Whether I was there as a color consultant, painting contractor or professional stager, over the years I've been in thousands of homes of every size, style and price range.
One of the most common mistakes I encounter in homes of all types, is a piecemeal approach to choosing interior colors. Although I'm a big fan of evolving design that showcases your personal style vs. the installed by a decorator look, color is a design element that needs to be coordinated throughout the house for the best result.
Why You Need a Color Plan
Without an overall color plan, a house lacks harmony and unity. Conflicting or unrelated colors are not only unattractive, they can be uncomfortable to live with because they're disconcerting. Consider this example I saw recently: the daughter's room had bright pink walls, the son's room was black, the kitchen was a sunny yellow and the rest of the house was beige. The result was color chaos! When you're selling, badly chosen (or badly coordinated) colors can decrease its value and marketability.
Even if you paint your house a little at a time, it's wise to develop an overall plan. If you've already done a lot of painting, analyze what's working and what isn't, create a plan, then make adjustments as your time and budget allow.
Here are some simple "do's" and "don't's" for creating your color plan:
DON'T cop out completely by painting everything white. That's an opportunity lost and a poor choice for many homes.
DO start with the colors in the permanent elements (floors, carpets, counter tops, stonework, tile, etc.).
DO use several colors for variety and interest.
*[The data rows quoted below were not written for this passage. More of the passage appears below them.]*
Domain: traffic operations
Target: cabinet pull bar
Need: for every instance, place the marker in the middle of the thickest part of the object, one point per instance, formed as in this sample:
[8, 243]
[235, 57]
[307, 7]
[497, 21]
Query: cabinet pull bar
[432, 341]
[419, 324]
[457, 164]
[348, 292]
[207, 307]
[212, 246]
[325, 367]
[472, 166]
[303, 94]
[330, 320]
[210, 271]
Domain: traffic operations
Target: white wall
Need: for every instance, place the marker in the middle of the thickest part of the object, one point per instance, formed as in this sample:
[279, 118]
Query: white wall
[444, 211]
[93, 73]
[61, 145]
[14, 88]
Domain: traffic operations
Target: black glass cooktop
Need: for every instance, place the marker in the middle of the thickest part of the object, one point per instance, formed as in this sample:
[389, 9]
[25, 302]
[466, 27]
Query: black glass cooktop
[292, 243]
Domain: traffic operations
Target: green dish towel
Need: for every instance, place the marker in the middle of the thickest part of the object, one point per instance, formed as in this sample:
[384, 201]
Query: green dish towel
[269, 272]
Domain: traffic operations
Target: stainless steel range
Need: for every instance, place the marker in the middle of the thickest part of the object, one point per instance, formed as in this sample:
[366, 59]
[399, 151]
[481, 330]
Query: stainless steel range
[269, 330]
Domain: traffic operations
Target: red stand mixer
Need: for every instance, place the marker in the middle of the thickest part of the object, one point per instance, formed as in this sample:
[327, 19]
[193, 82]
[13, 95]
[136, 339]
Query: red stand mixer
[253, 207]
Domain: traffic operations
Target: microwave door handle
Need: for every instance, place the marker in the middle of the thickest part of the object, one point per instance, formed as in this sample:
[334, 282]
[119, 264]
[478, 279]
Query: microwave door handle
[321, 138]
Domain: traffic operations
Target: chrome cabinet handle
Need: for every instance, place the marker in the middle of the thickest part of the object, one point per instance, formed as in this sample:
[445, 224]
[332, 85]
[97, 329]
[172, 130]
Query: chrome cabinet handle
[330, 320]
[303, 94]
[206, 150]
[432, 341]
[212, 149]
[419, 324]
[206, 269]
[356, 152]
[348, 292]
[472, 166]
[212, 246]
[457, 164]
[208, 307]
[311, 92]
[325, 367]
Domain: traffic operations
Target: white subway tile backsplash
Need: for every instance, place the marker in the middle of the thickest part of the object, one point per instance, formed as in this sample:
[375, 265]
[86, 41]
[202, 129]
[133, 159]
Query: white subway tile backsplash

DO consider using lighter and darker versions of the same colors.
DON'T use both tint colors and shade colors on the walls. They're different concepts, so pick a team and play on it. Tints and Shades
DO learn about light reflectance values (LRV) so you can compare colors accurately. Here's a short explanation from our web site: Light Reflectance Values (LRV)
DO repeat colors to create unity and harmony. For instance, the living room color might also work well in a powder room.
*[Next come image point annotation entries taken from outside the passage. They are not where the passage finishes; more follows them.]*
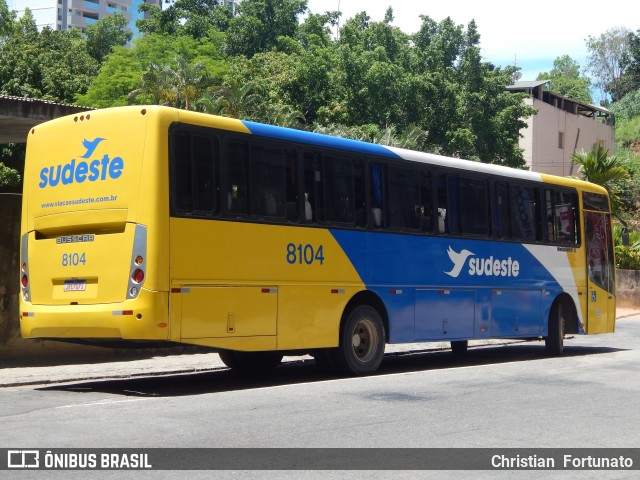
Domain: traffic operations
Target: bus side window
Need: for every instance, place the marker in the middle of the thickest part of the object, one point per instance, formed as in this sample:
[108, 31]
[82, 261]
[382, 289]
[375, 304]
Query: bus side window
[377, 194]
[561, 218]
[501, 207]
[524, 214]
[182, 200]
[448, 192]
[339, 200]
[291, 186]
[267, 182]
[312, 186]
[359, 193]
[474, 206]
[194, 179]
[409, 203]
[204, 174]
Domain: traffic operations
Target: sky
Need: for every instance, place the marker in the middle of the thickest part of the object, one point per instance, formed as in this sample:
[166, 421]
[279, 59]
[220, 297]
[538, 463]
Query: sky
[530, 35]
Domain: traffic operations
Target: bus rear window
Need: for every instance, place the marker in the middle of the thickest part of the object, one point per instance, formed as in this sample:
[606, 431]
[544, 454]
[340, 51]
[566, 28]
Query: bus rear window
[194, 174]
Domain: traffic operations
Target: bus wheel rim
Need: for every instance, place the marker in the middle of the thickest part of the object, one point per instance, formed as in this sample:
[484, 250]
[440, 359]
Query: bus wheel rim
[364, 340]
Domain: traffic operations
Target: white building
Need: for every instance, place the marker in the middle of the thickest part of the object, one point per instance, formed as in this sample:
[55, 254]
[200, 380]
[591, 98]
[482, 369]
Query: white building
[66, 14]
[560, 128]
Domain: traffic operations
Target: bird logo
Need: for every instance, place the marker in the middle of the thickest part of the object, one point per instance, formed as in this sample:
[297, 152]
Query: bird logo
[458, 260]
[91, 146]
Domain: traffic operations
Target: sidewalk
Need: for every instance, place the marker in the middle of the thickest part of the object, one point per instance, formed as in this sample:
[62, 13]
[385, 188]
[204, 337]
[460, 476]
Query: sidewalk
[182, 363]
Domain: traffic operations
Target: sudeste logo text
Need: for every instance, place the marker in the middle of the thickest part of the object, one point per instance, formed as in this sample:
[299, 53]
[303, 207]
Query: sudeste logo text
[80, 171]
[487, 266]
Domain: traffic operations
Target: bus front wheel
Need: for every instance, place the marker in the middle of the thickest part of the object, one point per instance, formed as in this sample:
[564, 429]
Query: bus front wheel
[554, 341]
[250, 361]
[362, 340]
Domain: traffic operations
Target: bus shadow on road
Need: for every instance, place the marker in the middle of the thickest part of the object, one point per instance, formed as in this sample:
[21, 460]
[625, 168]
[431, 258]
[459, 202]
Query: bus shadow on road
[306, 371]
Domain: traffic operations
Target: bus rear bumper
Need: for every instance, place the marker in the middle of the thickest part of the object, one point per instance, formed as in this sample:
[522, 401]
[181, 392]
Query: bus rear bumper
[145, 318]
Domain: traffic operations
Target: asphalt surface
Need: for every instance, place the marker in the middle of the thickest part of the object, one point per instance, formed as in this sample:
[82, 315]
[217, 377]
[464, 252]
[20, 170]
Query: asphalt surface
[24, 374]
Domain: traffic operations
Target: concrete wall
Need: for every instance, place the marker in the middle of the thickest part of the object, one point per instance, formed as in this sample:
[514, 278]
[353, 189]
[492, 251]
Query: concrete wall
[542, 151]
[10, 207]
DO use a single color on the trim to tie the plan together.
DON'T accent baseboards or crown molding smaller than four inches wide, especially in homes with eight foot ceilings. Instead, paint them in the wall color so that instead of drawing attention, they become texture and improve the proportions of the room.
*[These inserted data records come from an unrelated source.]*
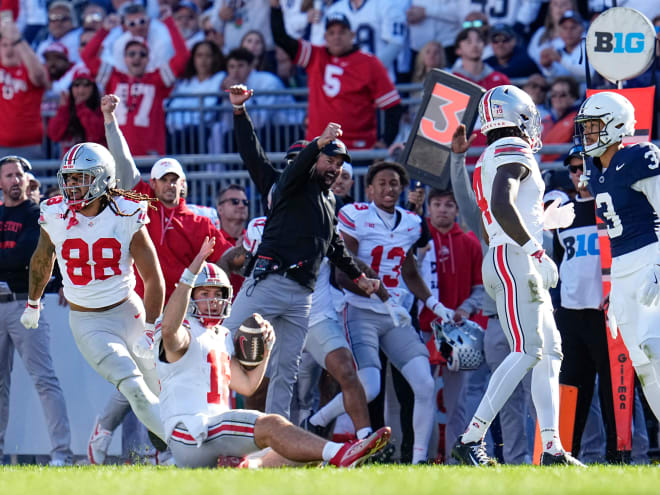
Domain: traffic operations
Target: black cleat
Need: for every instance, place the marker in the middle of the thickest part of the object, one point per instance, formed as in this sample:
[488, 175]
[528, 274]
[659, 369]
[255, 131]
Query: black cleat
[472, 453]
[562, 459]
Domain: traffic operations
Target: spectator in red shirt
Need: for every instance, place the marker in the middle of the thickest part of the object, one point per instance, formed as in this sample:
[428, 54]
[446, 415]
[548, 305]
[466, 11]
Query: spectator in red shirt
[344, 83]
[23, 80]
[78, 118]
[140, 114]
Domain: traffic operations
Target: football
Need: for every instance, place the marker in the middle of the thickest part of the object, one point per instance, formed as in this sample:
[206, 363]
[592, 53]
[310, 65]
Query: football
[249, 344]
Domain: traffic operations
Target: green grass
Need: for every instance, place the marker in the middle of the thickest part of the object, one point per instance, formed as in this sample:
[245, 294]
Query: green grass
[381, 480]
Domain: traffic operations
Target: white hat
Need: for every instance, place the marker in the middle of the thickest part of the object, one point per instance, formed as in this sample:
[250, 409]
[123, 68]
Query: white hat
[167, 166]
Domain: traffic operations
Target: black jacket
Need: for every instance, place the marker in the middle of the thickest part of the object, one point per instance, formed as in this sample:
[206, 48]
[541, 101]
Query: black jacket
[300, 229]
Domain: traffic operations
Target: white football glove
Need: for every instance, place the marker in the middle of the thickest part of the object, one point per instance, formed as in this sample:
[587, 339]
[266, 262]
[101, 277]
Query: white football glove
[400, 317]
[440, 310]
[30, 317]
[558, 217]
[144, 346]
[648, 294]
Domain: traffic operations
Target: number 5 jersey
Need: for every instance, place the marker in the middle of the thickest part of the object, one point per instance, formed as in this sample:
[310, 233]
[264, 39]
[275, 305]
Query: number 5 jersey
[93, 254]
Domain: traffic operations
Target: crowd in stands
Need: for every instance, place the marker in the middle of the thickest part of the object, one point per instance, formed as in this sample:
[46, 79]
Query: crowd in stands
[172, 62]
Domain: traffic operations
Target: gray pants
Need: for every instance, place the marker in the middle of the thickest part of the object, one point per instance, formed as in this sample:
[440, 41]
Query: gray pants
[286, 304]
[34, 348]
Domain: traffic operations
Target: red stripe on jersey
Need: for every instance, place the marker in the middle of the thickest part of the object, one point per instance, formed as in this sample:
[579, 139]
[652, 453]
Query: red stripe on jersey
[344, 219]
[510, 299]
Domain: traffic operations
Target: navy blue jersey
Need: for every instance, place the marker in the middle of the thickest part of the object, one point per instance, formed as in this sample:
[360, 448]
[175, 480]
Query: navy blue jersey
[631, 220]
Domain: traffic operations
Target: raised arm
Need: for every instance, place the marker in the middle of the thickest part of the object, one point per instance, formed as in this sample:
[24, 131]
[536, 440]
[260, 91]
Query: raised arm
[127, 172]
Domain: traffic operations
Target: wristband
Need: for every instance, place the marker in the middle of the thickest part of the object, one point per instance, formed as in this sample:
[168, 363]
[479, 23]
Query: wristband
[531, 247]
[187, 278]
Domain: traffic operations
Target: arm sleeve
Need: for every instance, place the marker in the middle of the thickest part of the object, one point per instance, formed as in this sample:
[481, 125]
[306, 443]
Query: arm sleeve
[297, 172]
[261, 170]
[341, 258]
[127, 172]
[280, 36]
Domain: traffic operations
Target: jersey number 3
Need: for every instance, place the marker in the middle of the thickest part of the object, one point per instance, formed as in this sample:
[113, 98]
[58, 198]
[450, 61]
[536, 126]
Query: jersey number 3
[83, 268]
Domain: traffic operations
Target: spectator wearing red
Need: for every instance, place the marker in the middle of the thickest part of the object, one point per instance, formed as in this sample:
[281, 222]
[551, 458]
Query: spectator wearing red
[344, 83]
[78, 118]
[23, 80]
[140, 113]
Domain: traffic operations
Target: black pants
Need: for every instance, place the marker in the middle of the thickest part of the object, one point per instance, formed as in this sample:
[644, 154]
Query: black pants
[584, 344]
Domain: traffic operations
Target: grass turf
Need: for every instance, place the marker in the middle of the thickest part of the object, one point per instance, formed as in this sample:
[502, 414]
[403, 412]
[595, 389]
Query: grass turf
[381, 480]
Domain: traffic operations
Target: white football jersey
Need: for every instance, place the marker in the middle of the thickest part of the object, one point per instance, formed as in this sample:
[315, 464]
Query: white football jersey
[375, 24]
[381, 247]
[93, 254]
[324, 296]
[196, 387]
[530, 194]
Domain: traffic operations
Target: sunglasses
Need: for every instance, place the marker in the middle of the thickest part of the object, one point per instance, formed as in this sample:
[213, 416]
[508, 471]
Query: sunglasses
[235, 201]
[136, 53]
[136, 22]
[469, 24]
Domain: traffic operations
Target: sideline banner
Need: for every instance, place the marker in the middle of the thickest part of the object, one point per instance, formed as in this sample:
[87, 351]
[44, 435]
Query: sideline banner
[448, 101]
[623, 375]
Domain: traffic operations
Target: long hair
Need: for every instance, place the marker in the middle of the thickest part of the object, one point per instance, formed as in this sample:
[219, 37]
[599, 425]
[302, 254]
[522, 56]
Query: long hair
[75, 129]
[218, 59]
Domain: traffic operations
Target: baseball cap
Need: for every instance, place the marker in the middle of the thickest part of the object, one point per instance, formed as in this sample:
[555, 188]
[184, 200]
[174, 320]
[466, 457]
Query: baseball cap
[295, 148]
[336, 148]
[571, 14]
[57, 47]
[337, 18]
[167, 166]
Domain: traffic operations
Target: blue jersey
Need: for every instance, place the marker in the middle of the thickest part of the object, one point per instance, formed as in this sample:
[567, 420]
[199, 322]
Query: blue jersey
[630, 218]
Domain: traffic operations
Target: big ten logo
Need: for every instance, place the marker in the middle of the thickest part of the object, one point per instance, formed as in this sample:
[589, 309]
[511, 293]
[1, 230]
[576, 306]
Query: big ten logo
[607, 42]
[581, 245]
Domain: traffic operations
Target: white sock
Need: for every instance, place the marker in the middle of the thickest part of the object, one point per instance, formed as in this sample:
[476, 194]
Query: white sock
[363, 433]
[330, 450]
[502, 383]
[417, 373]
[545, 394]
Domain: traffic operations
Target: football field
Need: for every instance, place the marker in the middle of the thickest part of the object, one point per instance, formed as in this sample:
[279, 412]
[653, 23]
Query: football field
[381, 480]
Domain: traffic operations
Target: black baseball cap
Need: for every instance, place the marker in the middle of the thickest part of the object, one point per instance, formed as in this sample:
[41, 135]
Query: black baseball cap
[337, 148]
[337, 18]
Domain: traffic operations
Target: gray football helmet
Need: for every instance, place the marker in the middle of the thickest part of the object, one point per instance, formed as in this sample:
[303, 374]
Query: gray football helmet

DO consider painting bathroom vanities in accent colors. This is a very cost-effective way to add personality.
DO consider a special color for some ceilings, such as the dining room.
DON'T automatically paint ceilings white, especially when you've chosen earth tones for the walls. They'll look out of place with the wall color, or as if you forgot to paint them.
DO consider painting the back walls of shelves in accent colors.
DO use color to tweak the architecture. Use an accent color on the end wall of a long hallway to minimize the "bowling alley" impression.
DO consider using darker, richer colors in some areas, such as a media room.
DO use blocks of color to help define areas in large, open spaces.
DO consider the room's sun exposure when you're choosing colors. If the room faces north, warm colors are a good idea to counteract a cold, gray feeling.
DON'T make color decisions from a tiny paint chip or color strip. They don't tell you what a color really is like. Instead, create 2x3 foot sample boards using inexpensive foam core, and look at the samples under different light conditions.
DO view the samples in the orientation the color will be applied. If you're choosing a ceiling color, tape the sample to the ceiling.
DO create your own design book with samples of paint, fabric, tile, etc. Carry it in the car so you never have to guess if something will work with what you have. Our ability to remember color accurately is faulty.